# Comparing the slopes of two regression lines where the two slopes are NOT independent (breakpoint)

so I am trying to see whether there is a breakpoint in my data set at a certain time. Basically I have 200 data points and am wondering if there is a breakpoint at t=100, ie whether the slopes of the two regression lines change significantly. Le the slope of line 1= b1 and the slope of line 2= b2.

I want to see whether $b1-b2=0$ using a t test, and so I think that would reduce to evaluating the statistic $t= (b1-b2)/($std error$(b1-b2))$ The problem I have is that I don't know how to compute that standard error since b1 and b2 might be correlated. Furthermore I am not sure what degrees of freedom the corresponding t distribution would have?
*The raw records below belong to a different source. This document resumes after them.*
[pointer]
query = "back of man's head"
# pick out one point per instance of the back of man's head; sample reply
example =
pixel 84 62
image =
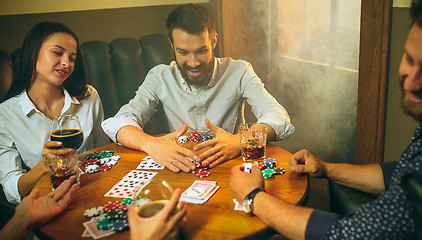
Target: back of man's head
pixel 416 12
pixel 191 18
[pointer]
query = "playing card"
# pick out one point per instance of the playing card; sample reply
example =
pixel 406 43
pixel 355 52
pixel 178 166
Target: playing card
pixel 149 163
pixel 200 201
pixel 199 189
pixel 91 226
pixel 120 192
pixel 131 183
pixel 140 175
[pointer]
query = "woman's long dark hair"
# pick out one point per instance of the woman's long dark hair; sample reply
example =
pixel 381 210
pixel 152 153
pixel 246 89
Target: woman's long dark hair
pixel 24 61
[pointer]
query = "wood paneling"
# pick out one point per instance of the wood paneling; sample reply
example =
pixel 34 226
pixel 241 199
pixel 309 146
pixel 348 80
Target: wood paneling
pixel 373 78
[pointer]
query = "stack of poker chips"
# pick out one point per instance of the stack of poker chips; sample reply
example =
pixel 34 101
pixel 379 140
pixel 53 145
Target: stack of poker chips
pixel 269 168
pixel 201 171
pixel 195 137
pixel 100 161
pixel 113 215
Finally, how do I even see that the statistic I have written down does follow a t distribution in the first place?

Thanks in advance for anyone who can help me with any of these questions!

We assume we know the breakpoint $c$. We define two basis functions. $$B_l(x) = \begin{cases} c - x & \text{if } x < c \\ 0 & \text{otherwise} \end{cases}$$ and $$B_r(x) = \begin{cases} x - c& \text{if } x > c \\ 0 & \text{otherwise} \end{cases}$$
We now fit $$y = \beta_0 + \beta_1B_l(x) + \beta_2 B_r(x) + \epsilon$$ using standard methods.
Note that the coefficients are for the new variables here and the way they are coded means that a negative value shown for $B_l(x)$ corresponds to a positive slope.